Finn's Take· TL;DRWhen Russian drillers broke through nearly four kilometres of Antarctic ice in February 2012, they reached a lake the size of Lake Ontario that had been sealed in darkness for roughly 15 million years — and recovered traces of life that had been evolving down there ever since. It was one of the most audacious scientific achievements of the modern era, and what they found rewrote our understanding of where life can exist.
Lake Vostok sits beneath the East Antarctic Ice Sheet at roughly 78 degrees south, almost exactly under the geomagnetic south pole. The surface station above it, founded in 1957, is the same place that recorded the coldest natural temperature ever measured on Earth: minus 89.2 degrees Celsius in July 1983. The lake itself, though, is liquid. Heat from the Earth's interior, combined with the immense pressure of the ice above, keeps the water in a slim, dark, freshwater layer between bedrock and glacier.
Estimates of the lake's isolation vary, but the last contact with the atmosphere occurred around 15 million years ago, when Antarctica's ice sheet thickened into the form it holds today. To put that in perspective: when Vostok was last open to the sky, the ancestors of modern humans had not yet diverged from the ancestors of chimpanzees.
It is the largest of more than 400 subglacial lakes now known to exist beneath Antarctica, and the only one big enough to have its own internal currents and tides. Any microbes living in Vostok would have spent millions of generations adapting to a place with no light, no fresh nutrients from above, and extreme water pressures. One U.S. scientist compared the achievement of reaching it to "getting to the moon."
Russian scientists announced that preliminary analyses of water samples from the lake revealed a species of bacteria not belonging to any known subkingdoms. "We call it unidentified and 'unclassified' life," said team leader Sergei Bulat of the St. Petersburg Nuclear Physics Institute. The bacteria's DNA was less than 86% similar to known bacterial DNA, indicating it was a new species.

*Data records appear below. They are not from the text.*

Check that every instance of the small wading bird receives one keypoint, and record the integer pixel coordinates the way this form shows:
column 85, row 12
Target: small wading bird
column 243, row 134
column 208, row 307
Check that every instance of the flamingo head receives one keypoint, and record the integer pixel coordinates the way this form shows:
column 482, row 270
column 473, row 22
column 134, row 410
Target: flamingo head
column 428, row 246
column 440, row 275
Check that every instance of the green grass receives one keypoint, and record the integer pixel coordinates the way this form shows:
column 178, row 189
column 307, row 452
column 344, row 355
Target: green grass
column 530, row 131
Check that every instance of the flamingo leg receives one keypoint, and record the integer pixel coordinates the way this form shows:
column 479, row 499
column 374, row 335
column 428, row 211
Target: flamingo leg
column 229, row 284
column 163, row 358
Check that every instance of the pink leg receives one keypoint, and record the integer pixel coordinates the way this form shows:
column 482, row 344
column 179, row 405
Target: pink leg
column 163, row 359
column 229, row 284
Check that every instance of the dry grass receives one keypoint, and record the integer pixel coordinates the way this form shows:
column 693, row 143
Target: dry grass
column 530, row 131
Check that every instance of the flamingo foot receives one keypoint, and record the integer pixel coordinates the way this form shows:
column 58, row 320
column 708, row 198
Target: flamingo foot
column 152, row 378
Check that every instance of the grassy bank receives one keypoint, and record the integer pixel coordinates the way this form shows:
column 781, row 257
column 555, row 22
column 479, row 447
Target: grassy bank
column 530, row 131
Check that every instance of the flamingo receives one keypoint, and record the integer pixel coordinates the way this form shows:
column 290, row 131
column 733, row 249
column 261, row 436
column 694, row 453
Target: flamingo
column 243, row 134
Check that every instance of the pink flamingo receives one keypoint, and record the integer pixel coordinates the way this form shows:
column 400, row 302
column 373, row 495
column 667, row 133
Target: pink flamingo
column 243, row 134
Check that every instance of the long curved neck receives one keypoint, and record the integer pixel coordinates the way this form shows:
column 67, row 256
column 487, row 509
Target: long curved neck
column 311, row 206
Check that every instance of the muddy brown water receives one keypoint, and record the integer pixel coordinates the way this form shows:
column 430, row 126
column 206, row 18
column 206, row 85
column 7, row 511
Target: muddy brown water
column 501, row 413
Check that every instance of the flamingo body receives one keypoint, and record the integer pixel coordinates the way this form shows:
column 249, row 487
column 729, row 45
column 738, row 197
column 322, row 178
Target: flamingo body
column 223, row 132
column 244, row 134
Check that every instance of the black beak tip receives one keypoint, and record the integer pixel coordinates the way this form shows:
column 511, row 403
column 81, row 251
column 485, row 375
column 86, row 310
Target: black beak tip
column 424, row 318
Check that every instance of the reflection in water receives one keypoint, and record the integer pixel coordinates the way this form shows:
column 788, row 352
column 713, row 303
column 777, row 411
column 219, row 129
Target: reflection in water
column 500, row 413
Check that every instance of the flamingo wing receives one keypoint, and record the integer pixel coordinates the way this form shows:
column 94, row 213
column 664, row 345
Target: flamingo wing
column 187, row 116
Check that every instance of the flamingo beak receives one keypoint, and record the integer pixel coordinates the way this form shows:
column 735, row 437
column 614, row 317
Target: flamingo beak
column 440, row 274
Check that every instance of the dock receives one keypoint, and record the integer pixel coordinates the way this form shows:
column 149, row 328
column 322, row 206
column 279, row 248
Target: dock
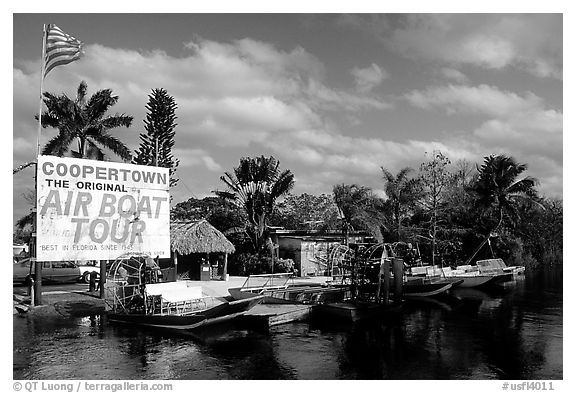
column 268, row 315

In 2013, researchers studying the accretion ice above the lake found DNA from over 3,500 organisms, including fungi and bacteria commonly found in the digestive tracts of fish — findings that suggest the lake was once connected to the ocean and may have been a thriving ecosystem before it was cut off by the thickening ice. The sheer variety of biological signatures stunned the scientific community. According to researchers, the quantity of oxygen in the lake exceeds that found in other parts of the planet by 10 to 20 times, and any life forms found there are likely to be unique on Earth.
The discovery of microbes in Lake Vostok supports the theory that life can exist in extreme environments, surviving without sunlight by relying on chemical energy sources — with significant implications for astrobiology and the search for life beyond Earth. Scientists studying the lake believe its conditions are similar to those found on Jupiter's moon Europa and Saturn's moon Enceladus, both of which have subsurface oceans beneath thick ice crusts.
The unique conditions presented by Lake Vostok may also offer an outlook on life to be expected in extra-terrestrial subglacial environments, such as on Jupiter's moon Europa or Saturn's moon Enceladus. Working in Lake Vostok could help NASA's engineers develop methods and technologies for drilling ice on Europa to search for extraterrestrial life, while avoiding interplanetary contamination. In other words, what scientists learn from one frozen lake in Antarctica could determine how — and where — humanity searches for life across the solar system. The ice is still keeping its secrets, but the door is finally cracked open.